During an immigration reform summit in Las Vegas, U.S. presidential candidate Bernie Sanders announced that if elected president, he would provide immunity from deportation to millions of undocumented immigrants who have lived in the country for more than five years.

Sanders’ announcement comes the same day as a Washington Post report revealed that the U.S. government has spent over ten years and $1 billion attempting to digitize immigration forms, and yet only one of the 95 forms is currently available online.

At least 10 people were killed and another seven injured in a Monday shootout during a cockfighting event in Mexico’s Guerrero state. There are conflicting accounts of who initiated the violence.


The United States and Cuba initiated their first formal talks regarding cooperative law enforcement efforts at the State Department on Monday, discussing issues like fugitives and information sharing.

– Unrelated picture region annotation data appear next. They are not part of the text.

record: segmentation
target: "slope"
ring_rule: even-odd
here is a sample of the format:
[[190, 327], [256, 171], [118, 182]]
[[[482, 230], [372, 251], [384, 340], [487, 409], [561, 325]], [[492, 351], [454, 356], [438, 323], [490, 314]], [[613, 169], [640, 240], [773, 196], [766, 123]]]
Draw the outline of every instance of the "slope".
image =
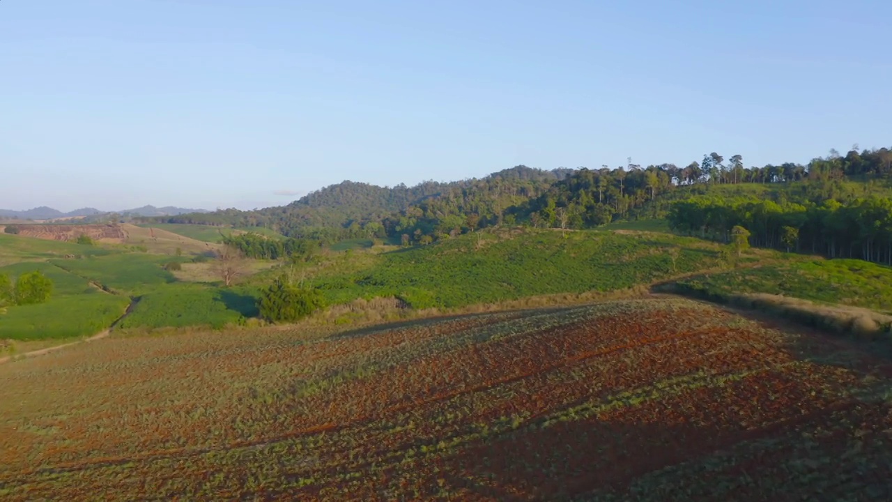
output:
[[0, 495], [883, 500], [890, 375], [678, 299], [112, 337], [0, 365]]

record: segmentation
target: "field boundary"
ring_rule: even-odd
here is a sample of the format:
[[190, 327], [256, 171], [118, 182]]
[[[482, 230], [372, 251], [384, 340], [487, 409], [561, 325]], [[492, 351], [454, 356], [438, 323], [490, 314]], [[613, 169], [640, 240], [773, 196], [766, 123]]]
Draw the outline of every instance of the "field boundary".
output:
[[25, 359], [25, 358], [28, 358], [28, 357], [35, 357], [35, 356], [44, 356], [45, 354], [49, 354], [51, 352], [54, 352], [56, 350], [60, 350], [60, 349], [65, 348], [67, 347], [79, 345], [79, 344], [82, 344], [82, 343], [88, 343], [88, 342], [91, 342], [91, 341], [95, 341], [95, 340], [98, 340], [98, 339], [104, 339], [104, 338], [106, 338], [106, 337], [108, 337], [109, 335], [112, 334], [112, 330], [114, 329], [114, 327], [117, 326], [119, 322], [120, 322], [121, 321], [123, 321], [125, 317], [127, 317], [128, 315], [130, 314], [131, 312], [133, 312], [133, 308], [136, 306], [136, 303], [138, 303], [138, 302], [139, 302], [139, 298], [132, 298], [130, 300], [129, 305], [127, 305], [127, 310], [124, 312], [124, 314], [120, 317], [119, 317], [118, 319], [116, 319], [115, 322], [112, 322], [111, 326], [109, 326], [105, 330], [103, 330], [102, 331], [100, 331], [100, 332], [98, 332], [98, 333], [96, 333], [96, 334], [95, 334], [93, 336], [90, 336], [90, 337], [87, 337], [87, 338], [85, 338], [83, 339], [79, 339], [79, 340], [77, 340], [77, 341], [71, 341], [71, 342], [68, 342], [68, 343], [63, 343], [62, 345], [54, 345], [53, 347], [47, 347], [45, 348], [41, 348], [41, 349], [38, 349], [38, 350], [32, 350], [30, 352], [25, 352], [25, 353], [22, 353], [22, 354], [15, 354], [15, 355], [12, 355], [12, 356], [5, 356], [4, 357], [0, 357], [0, 364], [2, 364], [4, 363], [8, 363], [8, 362], [11, 362], [11, 361], [18, 361], [20, 359]]

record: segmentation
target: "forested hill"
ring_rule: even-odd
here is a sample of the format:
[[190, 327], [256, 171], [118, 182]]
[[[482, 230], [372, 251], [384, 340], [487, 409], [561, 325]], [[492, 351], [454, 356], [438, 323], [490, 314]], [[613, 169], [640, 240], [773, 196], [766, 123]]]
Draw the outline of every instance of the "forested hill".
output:
[[805, 165], [764, 167], [746, 167], [741, 155], [725, 159], [714, 152], [684, 167], [641, 167], [631, 161], [598, 170], [543, 171], [521, 165], [479, 180], [426, 181], [414, 187], [344, 181], [283, 207], [153, 221], [264, 226], [290, 237], [326, 241], [389, 237], [425, 243], [502, 222], [573, 229], [618, 219], [665, 217], [675, 202], [710, 193], [803, 207], [830, 199], [848, 205], [871, 193], [888, 195], [884, 187], [889, 179], [888, 148], [854, 146], [846, 155], [831, 150]]
[[[448, 183], [425, 181], [413, 187], [378, 187], [343, 181], [311, 192], [285, 206], [258, 211], [227, 209], [209, 213], [179, 214], [146, 222], [202, 223], [241, 227], [264, 226], [291, 237], [324, 240], [354, 237], [386, 237], [405, 230], [406, 222], [433, 221], [448, 213], [479, 211], [482, 217], [500, 219], [519, 201], [536, 197], [574, 171], [545, 171], [518, 165], [481, 179]], [[401, 214], [403, 225], [398, 224]], [[408, 218], [408, 219], [407, 219]], [[384, 225], [388, 228], [385, 230]], [[430, 226], [430, 225], [429, 225]], [[459, 225], [460, 228], [460, 225]], [[415, 229], [413, 229], [414, 230]], [[433, 231], [431, 229], [425, 229]], [[447, 232], [448, 233], [448, 232]]]

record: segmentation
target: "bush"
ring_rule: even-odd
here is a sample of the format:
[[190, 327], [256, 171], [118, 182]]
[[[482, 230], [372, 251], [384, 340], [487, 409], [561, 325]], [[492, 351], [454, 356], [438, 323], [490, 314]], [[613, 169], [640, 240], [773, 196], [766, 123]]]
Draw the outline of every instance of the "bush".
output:
[[5, 273], [0, 273], [0, 306], [12, 304], [15, 299], [12, 281]]
[[260, 317], [270, 322], [293, 322], [324, 305], [318, 289], [298, 288], [280, 279], [260, 294]]
[[53, 281], [40, 272], [26, 273], [15, 281], [17, 305], [44, 304], [53, 295]]
[[75, 242], [77, 242], [78, 244], [83, 244], [84, 246], [93, 246], [96, 243], [95, 240], [93, 240], [93, 238], [90, 238], [90, 236], [87, 235], [86, 233], [82, 233], [79, 236], [78, 236], [78, 240]]

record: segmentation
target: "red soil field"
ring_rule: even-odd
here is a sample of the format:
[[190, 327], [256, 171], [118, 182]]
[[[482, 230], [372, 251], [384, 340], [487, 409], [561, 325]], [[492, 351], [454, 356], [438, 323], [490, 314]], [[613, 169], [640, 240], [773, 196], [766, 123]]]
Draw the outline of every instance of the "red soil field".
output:
[[890, 498], [892, 366], [681, 299], [0, 364], [0, 496]]

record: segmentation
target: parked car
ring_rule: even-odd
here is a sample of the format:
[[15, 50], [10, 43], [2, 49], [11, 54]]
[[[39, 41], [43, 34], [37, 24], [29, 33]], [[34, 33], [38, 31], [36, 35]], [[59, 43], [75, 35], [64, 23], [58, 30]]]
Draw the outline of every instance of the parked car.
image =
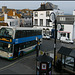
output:
[[68, 39], [68, 38], [65, 38], [65, 37], [61, 37], [61, 38], [60, 38], [60, 41], [61, 41], [61, 42], [65, 42], [65, 43], [71, 43], [71, 44], [73, 44], [73, 41], [72, 41], [72, 40], [70, 40], [70, 39]]
[[[64, 59], [62, 60], [62, 63], [64, 64]], [[70, 65], [70, 66], [74, 66], [74, 58], [66, 57], [65, 64]]]
[[46, 35], [46, 39], [50, 39], [50, 35]]

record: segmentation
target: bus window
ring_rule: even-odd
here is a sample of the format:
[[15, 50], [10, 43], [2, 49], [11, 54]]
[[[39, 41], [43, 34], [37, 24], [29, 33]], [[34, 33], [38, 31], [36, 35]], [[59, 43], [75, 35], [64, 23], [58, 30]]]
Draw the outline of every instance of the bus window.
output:
[[15, 33], [15, 38], [20, 38], [21, 37], [21, 31], [17, 30]]
[[11, 44], [0, 42], [0, 50], [11, 53], [12, 48]]

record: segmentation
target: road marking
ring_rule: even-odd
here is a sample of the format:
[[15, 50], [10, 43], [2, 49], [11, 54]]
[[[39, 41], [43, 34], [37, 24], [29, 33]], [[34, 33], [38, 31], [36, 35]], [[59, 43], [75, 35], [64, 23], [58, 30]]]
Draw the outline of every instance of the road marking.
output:
[[[31, 56], [35, 56], [35, 55], [36, 55], [36, 54], [31, 55]], [[8, 68], [8, 67], [10, 67], [10, 66], [12, 66], [12, 65], [14, 65], [14, 64], [16, 64], [17, 62], [19, 62], [19, 61], [21, 61], [21, 60], [23, 60], [23, 59], [27, 59], [27, 58], [29, 58], [29, 57], [31, 57], [31, 56], [28, 56], [28, 57], [22, 58], [22, 59], [20, 59], [20, 60], [14, 62], [14, 63], [12, 63], [12, 64], [9, 64], [9, 65], [7, 65], [7, 66], [4, 66], [4, 67], [0, 68], [0, 71], [1, 71], [1, 70], [4, 70], [5, 68]]]

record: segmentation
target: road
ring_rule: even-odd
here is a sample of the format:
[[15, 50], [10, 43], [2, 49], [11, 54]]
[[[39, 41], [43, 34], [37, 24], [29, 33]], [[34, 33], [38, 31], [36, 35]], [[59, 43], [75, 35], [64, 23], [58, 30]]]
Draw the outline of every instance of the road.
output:
[[[56, 50], [61, 46], [75, 48], [75, 44], [61, 43], [57, 40]], [[54, 50], [54, 39], [43, 40], [40, 50], [49, 52]], [[36, 52], [32, 52], [14, 61], [0, 58], [0, 74], [36, 74]]]

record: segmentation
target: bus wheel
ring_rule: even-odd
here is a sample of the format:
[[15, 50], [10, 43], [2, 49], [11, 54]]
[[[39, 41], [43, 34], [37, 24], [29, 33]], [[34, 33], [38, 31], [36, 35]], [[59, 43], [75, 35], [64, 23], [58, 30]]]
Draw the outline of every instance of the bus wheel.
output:
[[23, 51], [21, 51], [20, 56], [23, 56]]

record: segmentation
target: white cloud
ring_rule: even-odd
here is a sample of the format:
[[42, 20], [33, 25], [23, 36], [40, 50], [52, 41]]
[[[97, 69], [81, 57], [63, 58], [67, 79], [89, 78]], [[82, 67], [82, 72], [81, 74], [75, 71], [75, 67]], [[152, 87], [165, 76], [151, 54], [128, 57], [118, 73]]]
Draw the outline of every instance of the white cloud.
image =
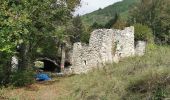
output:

Two of Haiti’s presidential candidates, Dr. Maryse Narcisse and Vilaire Cluny Duroseau, have filed legal challenges alleging that they were cheated out of votes during elections on Oct. 25. Narcisse will have a hearing before the Departmental Bureau of Electoral Contestation today.

During speeches and debates, U.S. Republican presidential hopeful Ted Cruz often tells his father’s story of being a revolutionary rebel in Cuba, but The New York Times is reporting that the story is hyperbolic and inaccurate, according to some of the elder Cruz’s Cuban peers.

Central America

Costa Rica filed a criminal complaint against the alleged unlawful marriage of two women in July —the first time the government formally acknowledged a same-sex union— because of a clerical error in which the registry had mistakenly listed one of the women as a man.


Colombia’s ELN rebel group confirmed that two soldiers captured last month in the central province of Boyacá are alive by allowing the captives to speak on the ELN’s clandestine radio station.

Over 500 kilograms of cocaine bound for Santiago, Chile, were seized on two buses carrying unsuspecting Colombian soccer fans on their way a World Cup qualifying match.

Southern Cone

Twenty-five people remain missing after two dams burst at a mine in Brazil’s Minas Gerais state on Thursday, flooding a village in the southeastern state and endangering the water supply of larger towns downstream. The incident has caused the suspension of Brazilian company Samarco’s mining license.

Argentine officials confirmed on Monday that the fugitive Mexican drug lord Joaquín “El Chapo” Guzmán was in fact not hiding along its border with Chile, a claim instigated by a tip that set the country into high alert on Friday.

The U.S. oil giant Exxon Mobil has gained a 35 percent stake, along with French company Total, to drill for offshore oil along Uruguay’s coast, the country’s first offshore exploratory well.